Process-Tensor Tomography of SGD: Measuring Non-Markovian Memory via Back-Flow of Distinguishability

from arxiv, to be published in the 29th International Conference on Artificial Intelligence and Statistics, in Proceedings of Machine Learning Research

This work proposes neural training as a \emph{process tensor}: a multi-time map that takes a sequence of controllable instruments (batch choices, augmentations, optimizer micro-steps) and returns an observable of the trained model. Building on this operational lens, we introduce a simple, model-agnostic witness of training memory based on \emph{back-flow of distinguishability}. In a controlled two-step protocol, we compare outcome distributions after one intervention versus two; the increase $Δ_{\mathrm{BF}} = D_2 - D_1>0$ (with $D\in\{\mathrm{TV}, \mathrm{JS}, \mathrm{H}\}$ measured on softmax predictions over a fixed probe set) certifies non-Markovianity. We observe consistent positive back-flow with tight bootstrap confidence intervals, amplification under higher momentum, larger batch overlap, and more micro-steps, and collapse under a \emph{causal break} (resetting optimizer state), directly attributing the effect to optimizer/data-state memory. The witness is robust across TV/JS/Hellinger, inexpensive to compute, and requires no architectural changes. We position this as a \emph{measurement} contribution: a principled diagnostic and empirical evidence that practical SGD deviates from the Markov idealization. An exploratory case study illustrates how the micro-level signal can inform curriculum orderings. "Data order matters" turns into a testable operator with confidence bounds, our framework offers a common stage to compare optimizers, curricula, and schedules through their induced training memory.

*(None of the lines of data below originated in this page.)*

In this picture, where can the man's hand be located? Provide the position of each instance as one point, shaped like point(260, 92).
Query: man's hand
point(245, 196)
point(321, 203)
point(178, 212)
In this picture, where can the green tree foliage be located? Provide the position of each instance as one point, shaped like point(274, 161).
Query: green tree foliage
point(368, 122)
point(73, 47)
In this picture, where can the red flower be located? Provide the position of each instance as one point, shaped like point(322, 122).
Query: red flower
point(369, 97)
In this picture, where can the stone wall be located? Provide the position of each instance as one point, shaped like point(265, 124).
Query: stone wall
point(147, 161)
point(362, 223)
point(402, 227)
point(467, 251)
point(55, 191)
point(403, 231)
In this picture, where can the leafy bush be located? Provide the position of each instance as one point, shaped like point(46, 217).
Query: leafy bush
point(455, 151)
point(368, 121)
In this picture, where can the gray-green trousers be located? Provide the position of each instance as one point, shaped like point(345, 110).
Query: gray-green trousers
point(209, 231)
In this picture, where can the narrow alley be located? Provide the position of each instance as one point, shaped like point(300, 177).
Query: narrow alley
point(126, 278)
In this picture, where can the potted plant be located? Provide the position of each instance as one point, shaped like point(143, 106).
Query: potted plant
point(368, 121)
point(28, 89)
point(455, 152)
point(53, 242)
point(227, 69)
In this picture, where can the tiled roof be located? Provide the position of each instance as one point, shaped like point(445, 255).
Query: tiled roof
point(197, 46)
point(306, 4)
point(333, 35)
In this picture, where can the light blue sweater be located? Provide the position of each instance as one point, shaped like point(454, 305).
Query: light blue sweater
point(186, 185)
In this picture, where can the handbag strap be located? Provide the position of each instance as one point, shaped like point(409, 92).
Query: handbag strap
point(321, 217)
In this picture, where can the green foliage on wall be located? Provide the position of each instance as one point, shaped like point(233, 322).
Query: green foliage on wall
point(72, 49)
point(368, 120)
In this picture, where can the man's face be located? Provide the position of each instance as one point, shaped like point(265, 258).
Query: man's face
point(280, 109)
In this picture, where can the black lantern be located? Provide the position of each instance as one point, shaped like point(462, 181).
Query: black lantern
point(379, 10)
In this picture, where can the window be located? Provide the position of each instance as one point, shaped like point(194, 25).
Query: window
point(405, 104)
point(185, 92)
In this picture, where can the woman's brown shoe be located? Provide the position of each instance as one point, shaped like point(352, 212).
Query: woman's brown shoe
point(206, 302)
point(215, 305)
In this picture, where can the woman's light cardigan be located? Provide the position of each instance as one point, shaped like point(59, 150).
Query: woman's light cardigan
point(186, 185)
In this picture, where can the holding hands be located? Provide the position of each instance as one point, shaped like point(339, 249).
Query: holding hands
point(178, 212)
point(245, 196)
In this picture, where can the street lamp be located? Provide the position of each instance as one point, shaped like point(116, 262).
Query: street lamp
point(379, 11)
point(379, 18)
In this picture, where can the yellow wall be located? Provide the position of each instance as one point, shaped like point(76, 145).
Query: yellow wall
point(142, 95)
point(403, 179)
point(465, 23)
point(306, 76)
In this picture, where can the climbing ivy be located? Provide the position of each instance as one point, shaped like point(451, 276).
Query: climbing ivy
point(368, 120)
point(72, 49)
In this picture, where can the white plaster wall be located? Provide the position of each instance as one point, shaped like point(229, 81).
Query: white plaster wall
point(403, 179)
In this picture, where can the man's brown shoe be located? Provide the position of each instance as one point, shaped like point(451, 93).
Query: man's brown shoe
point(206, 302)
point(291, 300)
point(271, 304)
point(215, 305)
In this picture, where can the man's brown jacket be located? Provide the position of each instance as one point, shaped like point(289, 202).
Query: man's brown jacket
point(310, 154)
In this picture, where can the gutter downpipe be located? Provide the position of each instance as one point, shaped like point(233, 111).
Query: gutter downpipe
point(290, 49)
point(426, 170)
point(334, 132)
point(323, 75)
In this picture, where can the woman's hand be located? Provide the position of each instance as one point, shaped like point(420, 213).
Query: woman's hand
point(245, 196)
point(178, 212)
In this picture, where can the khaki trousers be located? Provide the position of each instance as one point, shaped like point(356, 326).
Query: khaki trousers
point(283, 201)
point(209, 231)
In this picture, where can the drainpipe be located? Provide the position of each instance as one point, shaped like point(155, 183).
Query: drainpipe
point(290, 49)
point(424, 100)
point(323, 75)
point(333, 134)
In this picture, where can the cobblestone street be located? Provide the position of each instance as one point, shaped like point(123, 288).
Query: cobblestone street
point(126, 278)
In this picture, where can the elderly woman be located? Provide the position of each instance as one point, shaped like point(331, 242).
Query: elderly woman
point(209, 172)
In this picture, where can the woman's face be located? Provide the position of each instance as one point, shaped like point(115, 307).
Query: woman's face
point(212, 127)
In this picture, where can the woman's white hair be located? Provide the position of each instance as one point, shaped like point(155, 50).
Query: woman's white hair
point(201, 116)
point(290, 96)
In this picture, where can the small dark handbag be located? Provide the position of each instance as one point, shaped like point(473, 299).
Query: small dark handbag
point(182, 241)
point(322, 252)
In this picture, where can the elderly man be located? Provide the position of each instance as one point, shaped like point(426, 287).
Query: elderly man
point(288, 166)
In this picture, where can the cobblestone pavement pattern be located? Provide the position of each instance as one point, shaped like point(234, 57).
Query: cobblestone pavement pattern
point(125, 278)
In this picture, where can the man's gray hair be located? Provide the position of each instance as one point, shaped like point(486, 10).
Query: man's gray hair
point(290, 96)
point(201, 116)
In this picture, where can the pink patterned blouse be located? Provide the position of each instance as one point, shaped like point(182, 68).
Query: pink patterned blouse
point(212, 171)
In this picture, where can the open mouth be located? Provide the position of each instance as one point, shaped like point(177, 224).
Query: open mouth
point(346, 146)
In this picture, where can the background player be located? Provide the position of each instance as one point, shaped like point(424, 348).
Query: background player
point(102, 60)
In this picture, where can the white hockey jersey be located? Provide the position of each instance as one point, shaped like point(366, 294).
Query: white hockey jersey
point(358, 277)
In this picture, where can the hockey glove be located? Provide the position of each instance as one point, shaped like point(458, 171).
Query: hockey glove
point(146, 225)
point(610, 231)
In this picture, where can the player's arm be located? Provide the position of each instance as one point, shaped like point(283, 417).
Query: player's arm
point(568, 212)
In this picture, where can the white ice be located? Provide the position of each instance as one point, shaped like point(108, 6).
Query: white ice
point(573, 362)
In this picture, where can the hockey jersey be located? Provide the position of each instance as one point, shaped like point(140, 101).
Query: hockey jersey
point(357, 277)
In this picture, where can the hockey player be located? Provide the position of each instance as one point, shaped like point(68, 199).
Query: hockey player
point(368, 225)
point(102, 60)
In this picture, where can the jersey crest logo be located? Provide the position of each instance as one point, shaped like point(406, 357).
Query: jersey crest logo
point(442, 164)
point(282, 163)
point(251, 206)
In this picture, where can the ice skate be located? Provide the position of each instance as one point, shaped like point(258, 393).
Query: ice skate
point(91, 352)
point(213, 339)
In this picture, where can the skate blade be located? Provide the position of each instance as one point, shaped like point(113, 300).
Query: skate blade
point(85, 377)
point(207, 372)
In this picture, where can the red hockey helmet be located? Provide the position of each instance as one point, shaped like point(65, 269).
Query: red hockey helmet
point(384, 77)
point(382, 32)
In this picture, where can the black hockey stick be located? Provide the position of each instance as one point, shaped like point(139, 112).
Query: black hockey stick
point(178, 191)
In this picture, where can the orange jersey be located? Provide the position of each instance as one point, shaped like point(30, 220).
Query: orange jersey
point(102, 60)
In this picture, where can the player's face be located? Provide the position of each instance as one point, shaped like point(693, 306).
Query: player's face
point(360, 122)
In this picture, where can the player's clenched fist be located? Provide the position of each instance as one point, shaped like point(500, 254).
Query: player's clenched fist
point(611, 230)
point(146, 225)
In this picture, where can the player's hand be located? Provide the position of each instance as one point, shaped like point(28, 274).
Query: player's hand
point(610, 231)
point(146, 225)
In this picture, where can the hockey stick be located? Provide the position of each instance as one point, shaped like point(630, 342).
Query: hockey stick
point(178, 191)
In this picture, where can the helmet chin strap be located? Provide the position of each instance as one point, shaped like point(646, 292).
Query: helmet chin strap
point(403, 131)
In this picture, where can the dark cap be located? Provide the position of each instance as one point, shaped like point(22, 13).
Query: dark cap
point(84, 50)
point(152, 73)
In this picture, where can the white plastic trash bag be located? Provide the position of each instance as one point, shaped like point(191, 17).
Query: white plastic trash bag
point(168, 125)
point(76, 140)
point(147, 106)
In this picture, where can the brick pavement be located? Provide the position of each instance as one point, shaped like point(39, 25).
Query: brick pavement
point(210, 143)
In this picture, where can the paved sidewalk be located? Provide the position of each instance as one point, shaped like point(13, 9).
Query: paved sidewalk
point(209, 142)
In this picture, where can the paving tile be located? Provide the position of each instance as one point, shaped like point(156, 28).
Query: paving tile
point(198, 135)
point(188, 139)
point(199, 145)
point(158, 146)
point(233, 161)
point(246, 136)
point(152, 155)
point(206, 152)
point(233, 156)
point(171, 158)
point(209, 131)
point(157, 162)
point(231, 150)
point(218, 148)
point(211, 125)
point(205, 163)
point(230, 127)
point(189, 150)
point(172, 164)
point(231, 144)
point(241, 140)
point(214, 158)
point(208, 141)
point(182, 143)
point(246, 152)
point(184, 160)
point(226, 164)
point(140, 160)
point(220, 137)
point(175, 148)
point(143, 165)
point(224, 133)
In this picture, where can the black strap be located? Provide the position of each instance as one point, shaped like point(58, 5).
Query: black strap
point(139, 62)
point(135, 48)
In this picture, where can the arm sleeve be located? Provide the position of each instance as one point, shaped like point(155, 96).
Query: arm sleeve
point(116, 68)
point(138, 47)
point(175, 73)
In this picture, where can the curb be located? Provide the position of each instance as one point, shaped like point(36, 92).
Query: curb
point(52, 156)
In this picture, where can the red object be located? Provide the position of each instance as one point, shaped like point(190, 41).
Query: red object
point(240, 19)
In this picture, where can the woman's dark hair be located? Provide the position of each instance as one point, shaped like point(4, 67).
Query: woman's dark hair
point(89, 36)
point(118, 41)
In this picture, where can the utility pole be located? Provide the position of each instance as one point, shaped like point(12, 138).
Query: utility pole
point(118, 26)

翻译：本研究将神经训练建模为一种\emph{过程张量}：一种多时间映射，它以可控操作序列（批次选择、数据增强、优化器微步）为输入，并输出训练后模型的可观测指标。基于此操作视角，我们提出了一种基于\emph{可区分性回流}的简单、模型无关的训练记忆检测方法。在受控的两步协议中，我们比较单次干预与两次干预后的输出分布；当在固定探测集上通过softmax预测测得的$Δ_{\mathrm{BF}} = D_2 - D_1>0$（其中$D\in\{\mathrm{TV}, \mathrm{JS}, \mathrm{H}\}$）时，即可证明非马尔可夫性的存在。我们观察到持续的正向回流现象，其自举置信区间紧凑，且在较高动量、较大批次重叠和更多微步数条件下会增强，而在\emph{因果中断}（重置优化器状态）条件下会消失，这直接证明了该效应源于优化器/数据状态记忆。该检测方法对TV/JS/Hellinger距离度量均具有鲁棒性，计算成本低廉，且无需改变模型架构。我们将此工作定位为一种\emph{测量}贡献：它提供了原则性诊断工具和实证证据，表明实际SGD训练过程偏离了马尔可夫理想化假设。一项探索性案例研究展示了微观层面的信号如何指导课程排序设计。"数据顺序至关重要"这一命题由此转化为具有置信边界的可检验算子，我们的框架为通过训练记忆比较优化器、课程策略与调度方案提供了统一的分析平台。